A 3D parallel Particle-In-Cell solver for wave interaction with vertical cylinders

In this paper, the Particle-In-Cell (PIC) based PICIN solver is extended to three spatial dimensions and parallelised using the Message Passing Interface (MPI) approach. The PICIN solver employs both Eulerian grid and Lagrangian particles to solve the incompressible Navier-Stokes equations for free-surface flows. The particles are employed to carry all the fluid properties, solve the non-linear advection term and track the free-surface, while the grid is used solely for computational efficiency in solving the non-advection terms. Validation of the new 3D model concentrates on test cases involving multiple wave types (including regular waves, focused waves and solitary waves) interacting with vertical cylinders in several spatial configurations.

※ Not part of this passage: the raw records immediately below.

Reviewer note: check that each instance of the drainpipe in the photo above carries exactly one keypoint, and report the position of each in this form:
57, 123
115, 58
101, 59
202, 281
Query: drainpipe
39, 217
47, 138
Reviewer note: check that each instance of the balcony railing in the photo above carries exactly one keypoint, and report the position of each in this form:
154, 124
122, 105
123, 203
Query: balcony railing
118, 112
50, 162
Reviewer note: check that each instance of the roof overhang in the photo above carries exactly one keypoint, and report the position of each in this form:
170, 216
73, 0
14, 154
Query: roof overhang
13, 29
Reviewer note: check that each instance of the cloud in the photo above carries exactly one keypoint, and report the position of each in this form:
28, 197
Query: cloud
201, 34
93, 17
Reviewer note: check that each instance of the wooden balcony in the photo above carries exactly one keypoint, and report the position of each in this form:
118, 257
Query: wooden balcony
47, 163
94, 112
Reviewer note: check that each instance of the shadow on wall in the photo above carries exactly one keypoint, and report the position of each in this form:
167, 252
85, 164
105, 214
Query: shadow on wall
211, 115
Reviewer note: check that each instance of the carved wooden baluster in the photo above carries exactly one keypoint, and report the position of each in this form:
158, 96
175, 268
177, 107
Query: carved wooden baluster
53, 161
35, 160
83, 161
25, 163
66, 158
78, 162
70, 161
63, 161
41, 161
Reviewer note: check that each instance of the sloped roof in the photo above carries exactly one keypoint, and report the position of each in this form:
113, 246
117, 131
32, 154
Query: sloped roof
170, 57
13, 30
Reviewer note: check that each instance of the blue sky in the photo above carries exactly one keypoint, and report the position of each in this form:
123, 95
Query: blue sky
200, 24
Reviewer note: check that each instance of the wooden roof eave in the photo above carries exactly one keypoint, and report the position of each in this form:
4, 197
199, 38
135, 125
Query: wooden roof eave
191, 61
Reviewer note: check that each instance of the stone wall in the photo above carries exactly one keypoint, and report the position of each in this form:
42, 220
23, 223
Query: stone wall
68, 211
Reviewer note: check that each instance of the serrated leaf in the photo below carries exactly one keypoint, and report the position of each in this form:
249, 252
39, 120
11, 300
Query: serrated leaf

The results are compared with laboratory data and numerical results from state-of-the-art Volume of Fluid (VOF) based Eulerian solvers such as those from the OpenFOAM® suite. It is shown that the 3D parallel PICIN model is able to well simulate highly non-linear water waves, and the interaction of such waves with vertical cylinders, with a CPU efficiency similar to Eulerian solvers. Moreover, the innovative use of particles in PICIN, akin to meshless Lagrangian solvers, gives the model a particular flexibility in handling complex, full 3D, water-wave scenarios involving large free-surface deformations.